Sul contenuto ritenuto rivoluzionario della sentenza del 29.3.2016, che ha riconosciuto ad un convivente more uxorio di una vittima di un omicidio la facoltà di poter proporre opposizione all'archiviazione, deve rilevarsi che la Corte Suprema ha semplicemente compiuto opera di corretto governo ed esatta applicazione dell'art. 1 del D.lgs del 15.12.15 n. 212, che ha modificato il comma 3 dell'art. 90 c.p.p., che riconosceva tale facoltà soltanto ai prossimi congiunti del defunto, estendendola anche a qualunque "persona alla medesima legata da relazione affettiva e con essa stabilmente convivente", fra cui certamente non possono che farsi rientrare anche i conviventi more uxorio.

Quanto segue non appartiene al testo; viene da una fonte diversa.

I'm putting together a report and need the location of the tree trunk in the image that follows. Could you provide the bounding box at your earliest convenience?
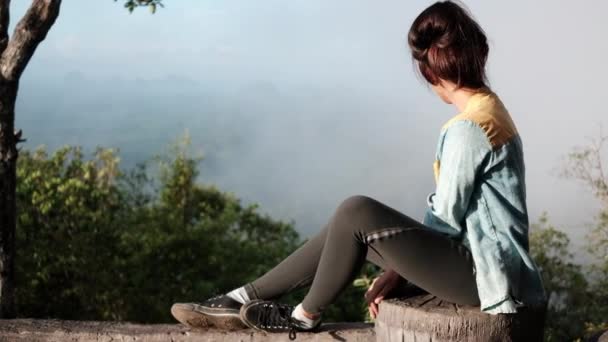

Francamente, è apparsa anche ridondante la motivazione della Suprema Corte, quando si è soffermata ad esaminare come nel diritto penale e nel diritto processuale penale abbia via via assunto una rilevanza sempre maggiore quella dei conviventi, richiamando la loro facoltà di astenersi dal deporre nei processi penali; la rilevanza dei loro redditi in relazione al patrocinio a spese dello Stato; la estensione nei loro confronti della non punibilità per alcuni reati, procedibili a querela, contro il patrimonio; la non punibilità per attività di assistenza ai partecipi di cospirazione o di banda armata, etc. etc., richiamando anche le sentenze della CEDU del 13.6.1979 ( Merckx / Belgio) e del 13.12.07 ( Emonet / Svizzera).

Invero forse non era neanche necessaria la dotta ed analitica ricostruzione storica compiuta dalla cennata sentenza, in quanto, a dire il vero, non pare che potesse sussistere alcun dubbio a far rientrare un convivente more uxorio nel novero dei soggetti legati da relazione affettiva e stabilmente conviventi con la persona offesa poi defunta.

Piuttosto altro pare essere il tema, questo sì francamente rivoluzionario, introdotto dalla novella normazione di cui al D.lgs del 15.12.2015 n. 212: per la prima volta nella storia del diritto processuale penale, la legittimazione processuale viene riconosciuta, non in ragione di un mero rapporto familiare oppure in ragione della qualità di erede, bensì in ragione di uno stabile rapporto affettivo e di convivenza, quale titolo di successione nei diritti e nelle facoltà esercitabili dal defunto, categoria giuridica precedentemente sconosciuta.

Qui è la radicale modificazione introdotta nel codice di rito penale, che certamente manifesta un nuovo orientamento culturale, che tende a valorizzare, anche negli istituti processuali, il valore degli affetti stabilmente consolidati in rapporti di convivenza.

Vi è solo da aggiungere che tale ampliamento non riguarda soltanto i conviventi more uxorio ma ogni altra convivenza stabile fondata su rapporti affettivi, quali possono essere quelli che si stabiliscono anche fra amici, fra familiari, fra colleghi, fra soggetti legati da rapporti sentimentali, anche di tipo platonico, che non abbiano caratteristiche di similitudine ai rapporti matrimoniali.

Nuove frontiere si aprono alla scienza ed alla pratica del diritto: è importante che i teorici ed i pratici del diritto sappiano cogliere le nuove opportunità, non restringendole soltanto ad alcune categorie di soggetti ma valorizzandole in relazione al tema valoriale della convivenza duratura fondata su solidi legami affettivi.

Il nuovo si apre non per introdurre nuovi privilegi ma per abbattere i muri del privilegio.